Ice-T stars as an undercover cop (dressed up for his rap rock “Cop Killer” phase, long before his eventual Law & Order retirement home) hell-bent on busting Wesley Snipes’s snarling druglord baddy, Nino Brown. The futuristic crack cocaine emporium the cops attempt to bust is even more intricately constructed than the complex operations of The Wire. Nino’s gang, The Cash Money Brothers, have seized an entire housing project tower and retrofitted it into a one-stop-crack-shop, where a customer can purchase, consume, and ride the high of the lethally addictive drug in a single, protected locale. This massive, organized crack-selling operation requires an equally colossal reaction from law enforcement, escalating this small-budget crime story to the unlikely heights of an action blockbuster. Cheesy guitar riffs accompany rogue cop heroics and accentuate grisly images of addicts (literally) hitting rock bottom. Ice-T & his undercover crew chase down their perps with X-treme BMX stunts, and find themselves de-wiring a bomb in a panic seconds before it’s set to blow. The film is less decisive about how heroic or sympathetic its portrayal of their druglord nemeses are supposed to come across. Sure, Snipes is destroying his local community to turn a personal profit, has no qualms with using a small child as a shield in a gunfight, and gives Stacy Keach a run for his money in how to most menacingly eat a banana. At the same time, there’s an undeniable anti-hero cool to the way the film’s music video aesthetic frames the dealers’ power & fashion (which includes a lot of Kangol, gold chains, and velvet track suits). When they rationalize “You gotta rob to get rich in the Reagan Era,” it doesn’t exactly erase their trail of dead, but it at least contextualizes their rise to power as an underdog story that’s uncomfortably easy to sympathize with.
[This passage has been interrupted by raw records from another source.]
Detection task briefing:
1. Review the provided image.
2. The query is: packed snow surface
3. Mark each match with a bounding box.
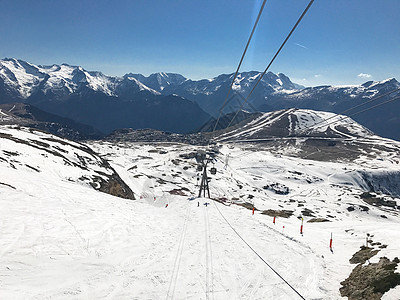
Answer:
[0,129,400,299]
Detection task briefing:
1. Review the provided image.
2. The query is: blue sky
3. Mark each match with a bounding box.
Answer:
[0,0,400,86]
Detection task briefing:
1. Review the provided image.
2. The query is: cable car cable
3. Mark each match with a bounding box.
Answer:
[213,201,305,300]
[228,0,314,127]
[210,0,267,141]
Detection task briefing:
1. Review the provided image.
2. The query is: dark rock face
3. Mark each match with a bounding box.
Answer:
[340,251,400,300]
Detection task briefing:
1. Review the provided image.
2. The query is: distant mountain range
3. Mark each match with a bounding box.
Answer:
[0,58,400,140]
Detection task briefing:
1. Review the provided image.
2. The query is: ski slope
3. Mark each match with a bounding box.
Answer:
[0,128,400,299]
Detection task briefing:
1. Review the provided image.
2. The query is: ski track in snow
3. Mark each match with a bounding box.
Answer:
[0,134,400,299]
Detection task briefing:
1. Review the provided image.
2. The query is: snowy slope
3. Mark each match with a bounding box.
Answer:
[0,125,134,199]
[0,58,159,99]
[217,108,379,141]
[0,118,400,299]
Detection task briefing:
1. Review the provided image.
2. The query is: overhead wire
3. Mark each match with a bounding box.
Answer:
[210,0,267,141]
[213,201,305,300]
[315,96,400,134]
[297,88,400,135]
[228,0,314,127]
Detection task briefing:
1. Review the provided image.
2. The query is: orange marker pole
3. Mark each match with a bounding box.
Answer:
[300,218,303,234]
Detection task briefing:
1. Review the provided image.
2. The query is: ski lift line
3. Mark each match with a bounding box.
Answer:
[310,96,400,132]
[213,201,305,300]
[210,0,267,141]
[292,88,400,134]
[225,94,400,142]
[228,0,314,127]
[166,202,191,300]
[203,198,214,299]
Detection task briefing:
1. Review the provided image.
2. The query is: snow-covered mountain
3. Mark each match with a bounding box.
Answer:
[124,72,187,93]
[0,103,103,141]
[0,110,400,300]
[0,59,209,134]
[257,78,400,140]
[0,125,135,199]
[0,58,158,99]
[0,59,400,140]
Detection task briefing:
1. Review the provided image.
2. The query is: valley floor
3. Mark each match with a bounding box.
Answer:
[0,143,400,299]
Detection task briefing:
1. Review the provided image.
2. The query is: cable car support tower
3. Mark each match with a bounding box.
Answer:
[196,151,217,198]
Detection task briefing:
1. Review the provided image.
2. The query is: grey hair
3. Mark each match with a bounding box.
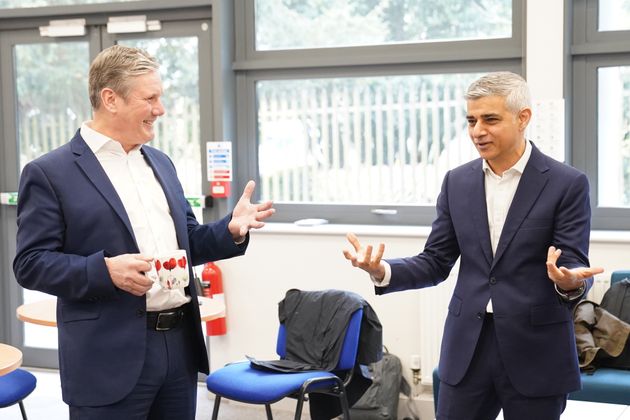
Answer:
[88,45,160,110]
[464,71,532,112]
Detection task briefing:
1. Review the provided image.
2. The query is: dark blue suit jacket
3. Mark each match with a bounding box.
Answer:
[13,132,247,406]
[376,147,592,397]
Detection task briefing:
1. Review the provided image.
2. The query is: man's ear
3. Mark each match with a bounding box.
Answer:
[518,108,532,131]
[101,88,117,114]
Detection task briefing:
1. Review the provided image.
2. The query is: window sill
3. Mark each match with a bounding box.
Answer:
[252,223,630,243]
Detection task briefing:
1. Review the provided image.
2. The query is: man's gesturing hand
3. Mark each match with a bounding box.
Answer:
[547,246,604,290]
[105,254,153,296]
[343,233,385,280]
[228,181,276,243]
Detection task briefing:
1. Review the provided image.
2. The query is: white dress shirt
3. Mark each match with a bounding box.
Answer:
[81,121,190,311]
[370,141,532,312]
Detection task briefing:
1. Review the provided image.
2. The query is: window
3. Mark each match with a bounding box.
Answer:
[572,0,630,229]
[598,0,630,31]
[255,0,512,50]
[0,0,137,9]
[234,0,524,224]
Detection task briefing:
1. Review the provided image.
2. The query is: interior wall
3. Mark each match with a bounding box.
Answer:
[210,0,630,406]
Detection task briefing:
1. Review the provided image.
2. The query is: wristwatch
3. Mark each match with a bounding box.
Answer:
[554,280,586,302]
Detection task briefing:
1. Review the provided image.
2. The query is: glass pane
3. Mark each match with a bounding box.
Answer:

With this debut feature as a director, Mario Van Peebles continued to evolve a tradition partly pioneered by his father’s proto-blacksploitation art piece Sweet Sweetback’s Badasssss Song twenty years earlier: using the stylized cool of Black Culture to deliver a clear political message to his own community. There’s some genuine heartfelt concern here about the havoc the 90s crack epidemic was wreaking on black communities across America. He plainly states a plea to address the problem head-on in a textual epilogue that reads, “If we don’t confront this problem realistically – without empty slogans and promises – then drugs will continue to destroy our country.” That destruction is illustrated throughout the film in outright body horror detailing what crack does to its addicts – most notably to a “basehead” named Pookie played by a young, gaunt Chris Rock. Even with that blatant messaging, though, I’m not sure the film’s anti-drugs themes managed to overpower the music video cool of its depictions of profitable street crime. New Jack City has had a huge impact on black pop culture, inspiring the performing names of artists as disparate as the New Orleans-based rap label Cash Money Records, the Atlantan drag queen Nina Bonina Brown, and the ECW-fame pro wrestler New Jack. You can also see its visual sensibilities echoed in other hiphop music video-flavored features like Belly & last year’s remake of SuperFly, which also struggle to deliver a convincing political messaging over the stylized cool of their surface pleasures. Based on the film’s lasting impact among these pop culture descendants, it’s become increasingly clear that its style has overpowered its substance enough to make its drug dealing antagonists out to be admirable anti-heroes rather than the communal menaces they were likely intended to be. Still, the movie itself never shies away from depicting the full, ugly consequences of their brutal rise to power, and that clash between form & content makes for a fascinating watch in the moment.

-Brandon Ledet

Corrupt Lieutenant (1984)

I have a bad habit of occasionally purchasing second-hand DVDs solely for their shoddy cover art. I don’t think I’ve ever topped myself in this trivial pursuit since the day I purchased a bootleg copy of some forgotten cop thriller titled Corrupt Lieutenant. The cover for my obviously unofficial copy of Corrupt Lieutenant is a master work of outsider art & visual anti-comedy. Falling somewhere between rudimentary Photoshop collage & a nightmare swirl of stock photography, it’s the exact kind of utter garbage my terrible raccoon brain can’t help but hoard away at home instead of just letting it rot at Goodwill. Unfortunately, that means these movies sometimes collect dust, unwatched for years until I force myself to follow through on actually giving them a chance. As it turns out, Corrupt Lieutenant not only has some of the best-worst artwork I’ve ever found on one of these ill-advised excursions to the thrift store; it also stands as one of the few select examples I can think of where it turns out the movie itself was actually worth the gamble. As far as cop thrillers go, it’s not exactly mind-blowing, but considering the state of its cover art it’s a miraculously competent picture.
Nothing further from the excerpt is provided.